En 1976, Bishop y Varnus publicaron los primeros experimentos importantes que parecían demostrar que la idea del oncogén era correcta. Los protooncogenes ayudaban a controlar los procesos normales de crecimiento y diferenciación celular, multiplicando el número y los distintos tipos de células. Estos procesos normales se detienen cuando el cuerpo cuenta con células suficientes. Cuando los genes normales se convierten en oncogenes, sin embargo, pierden la capacidad de detener su avance. Las células anormales crecen sin límite, invadiendo los tejidos normales, desorganizando el cuerpo y, en general, produciendo un cáncer fatal.

Desde 1976, pruebas adicionales han apoyado esta idea. Resulta que los retrovirus son asimismo productos de los oncogenes, también se pueden formar dentro del cuerpo y no proceden del exterior necesariamente. Por todo ello, Bishop y Varnus recibieron el premio Nobel trece años después de llevar a cabo sus experimentos cruciales.

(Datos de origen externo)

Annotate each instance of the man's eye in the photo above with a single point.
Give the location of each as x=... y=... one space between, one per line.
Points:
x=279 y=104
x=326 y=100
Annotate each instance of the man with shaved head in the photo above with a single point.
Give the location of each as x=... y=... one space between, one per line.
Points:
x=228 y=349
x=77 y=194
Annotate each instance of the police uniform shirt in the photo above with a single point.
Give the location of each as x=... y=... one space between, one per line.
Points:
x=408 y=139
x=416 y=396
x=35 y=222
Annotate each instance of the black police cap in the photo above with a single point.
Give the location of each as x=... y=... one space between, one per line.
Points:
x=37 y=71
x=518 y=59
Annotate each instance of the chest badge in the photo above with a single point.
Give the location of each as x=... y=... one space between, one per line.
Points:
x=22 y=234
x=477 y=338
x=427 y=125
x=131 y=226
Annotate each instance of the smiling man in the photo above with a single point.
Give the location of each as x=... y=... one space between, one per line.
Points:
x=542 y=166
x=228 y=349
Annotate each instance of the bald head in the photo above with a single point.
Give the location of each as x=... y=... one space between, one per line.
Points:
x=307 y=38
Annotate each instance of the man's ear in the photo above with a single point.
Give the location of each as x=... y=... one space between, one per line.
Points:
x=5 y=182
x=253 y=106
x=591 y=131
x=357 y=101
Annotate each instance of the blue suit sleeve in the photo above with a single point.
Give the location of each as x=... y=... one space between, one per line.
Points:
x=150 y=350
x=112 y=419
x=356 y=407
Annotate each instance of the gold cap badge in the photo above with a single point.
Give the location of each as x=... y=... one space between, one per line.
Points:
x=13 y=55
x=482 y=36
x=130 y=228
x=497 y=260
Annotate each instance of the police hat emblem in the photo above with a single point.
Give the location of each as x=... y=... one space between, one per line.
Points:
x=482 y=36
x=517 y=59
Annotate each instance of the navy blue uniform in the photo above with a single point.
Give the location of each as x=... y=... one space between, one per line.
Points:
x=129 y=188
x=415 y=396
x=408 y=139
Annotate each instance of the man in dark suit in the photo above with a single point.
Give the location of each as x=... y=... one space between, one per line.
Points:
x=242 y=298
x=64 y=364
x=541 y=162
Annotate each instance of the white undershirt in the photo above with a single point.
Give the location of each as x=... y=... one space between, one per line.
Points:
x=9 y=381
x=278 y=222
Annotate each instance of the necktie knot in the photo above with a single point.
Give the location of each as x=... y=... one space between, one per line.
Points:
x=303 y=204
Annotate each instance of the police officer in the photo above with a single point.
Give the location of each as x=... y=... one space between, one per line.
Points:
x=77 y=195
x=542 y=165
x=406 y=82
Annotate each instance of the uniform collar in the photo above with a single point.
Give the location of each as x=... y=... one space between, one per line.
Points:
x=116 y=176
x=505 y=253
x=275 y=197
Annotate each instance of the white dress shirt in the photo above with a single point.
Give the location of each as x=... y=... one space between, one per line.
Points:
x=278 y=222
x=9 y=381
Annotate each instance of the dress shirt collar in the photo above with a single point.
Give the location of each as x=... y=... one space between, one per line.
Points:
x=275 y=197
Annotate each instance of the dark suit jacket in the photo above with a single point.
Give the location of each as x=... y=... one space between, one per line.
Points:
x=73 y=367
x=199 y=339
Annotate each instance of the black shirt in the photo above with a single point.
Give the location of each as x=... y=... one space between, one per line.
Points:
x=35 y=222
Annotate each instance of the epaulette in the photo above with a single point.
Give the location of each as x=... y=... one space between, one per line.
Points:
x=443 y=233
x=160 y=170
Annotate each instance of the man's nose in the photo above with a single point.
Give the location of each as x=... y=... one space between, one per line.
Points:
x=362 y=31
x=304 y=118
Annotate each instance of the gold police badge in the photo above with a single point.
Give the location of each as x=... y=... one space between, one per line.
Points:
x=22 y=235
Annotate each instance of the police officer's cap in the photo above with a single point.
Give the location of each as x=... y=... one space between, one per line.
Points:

Cabe presumir que al haberse ampliado los conocimientos sobre el origen del cáncer, los científicos puedan trabajar para identificar los protooncogenes y estudiar con detenimiento la naturaleza de los cambios que dan lugar a oncogenes a partir de ellos. La esperanza se basa en que un tratamiento adecuado podría prevenir o, al menos, disminuir las probabilidades de la formación de oncogenes, o mejorar (e incluso invertir) sus efectos, una vez que se han formado.

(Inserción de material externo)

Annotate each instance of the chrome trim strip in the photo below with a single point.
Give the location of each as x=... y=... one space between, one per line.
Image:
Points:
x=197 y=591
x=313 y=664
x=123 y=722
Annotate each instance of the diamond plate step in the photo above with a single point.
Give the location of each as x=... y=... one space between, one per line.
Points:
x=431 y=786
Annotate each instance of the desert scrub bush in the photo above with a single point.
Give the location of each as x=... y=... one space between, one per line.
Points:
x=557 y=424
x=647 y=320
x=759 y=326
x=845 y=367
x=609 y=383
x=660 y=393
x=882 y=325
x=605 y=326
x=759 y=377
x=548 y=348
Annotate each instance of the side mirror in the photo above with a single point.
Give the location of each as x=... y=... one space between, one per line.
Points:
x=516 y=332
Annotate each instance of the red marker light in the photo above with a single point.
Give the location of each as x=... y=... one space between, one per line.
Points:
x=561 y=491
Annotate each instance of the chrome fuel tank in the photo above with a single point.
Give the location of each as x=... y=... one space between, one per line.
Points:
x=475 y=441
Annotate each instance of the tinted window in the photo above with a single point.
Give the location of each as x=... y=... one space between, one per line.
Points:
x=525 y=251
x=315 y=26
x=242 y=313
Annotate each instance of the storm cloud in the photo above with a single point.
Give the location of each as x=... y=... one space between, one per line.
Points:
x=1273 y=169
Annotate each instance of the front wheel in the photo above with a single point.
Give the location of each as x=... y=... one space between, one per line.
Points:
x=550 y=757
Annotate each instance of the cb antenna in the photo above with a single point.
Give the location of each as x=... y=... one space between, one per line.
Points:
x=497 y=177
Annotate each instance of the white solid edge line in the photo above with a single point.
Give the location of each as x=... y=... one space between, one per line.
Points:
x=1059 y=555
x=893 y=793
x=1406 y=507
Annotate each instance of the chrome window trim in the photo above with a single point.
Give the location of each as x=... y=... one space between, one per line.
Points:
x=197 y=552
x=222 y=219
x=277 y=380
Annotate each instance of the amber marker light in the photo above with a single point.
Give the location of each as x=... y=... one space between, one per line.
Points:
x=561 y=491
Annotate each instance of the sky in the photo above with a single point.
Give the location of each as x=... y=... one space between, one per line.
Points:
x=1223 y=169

Pero ¿por qué razón los genes normales pueden, en cualquier momento, desarrollar cáncer? La vida existe desde hace unos 3500 millones de años, pero hasta hace 800 millones de años no se formaron los organismos compuestos de varias células. Es posible que la evolución todavía no haya perfeccionado el sistema de producir combinación de muchas células, y el cáncer representa una imperfección del proceso que persiste.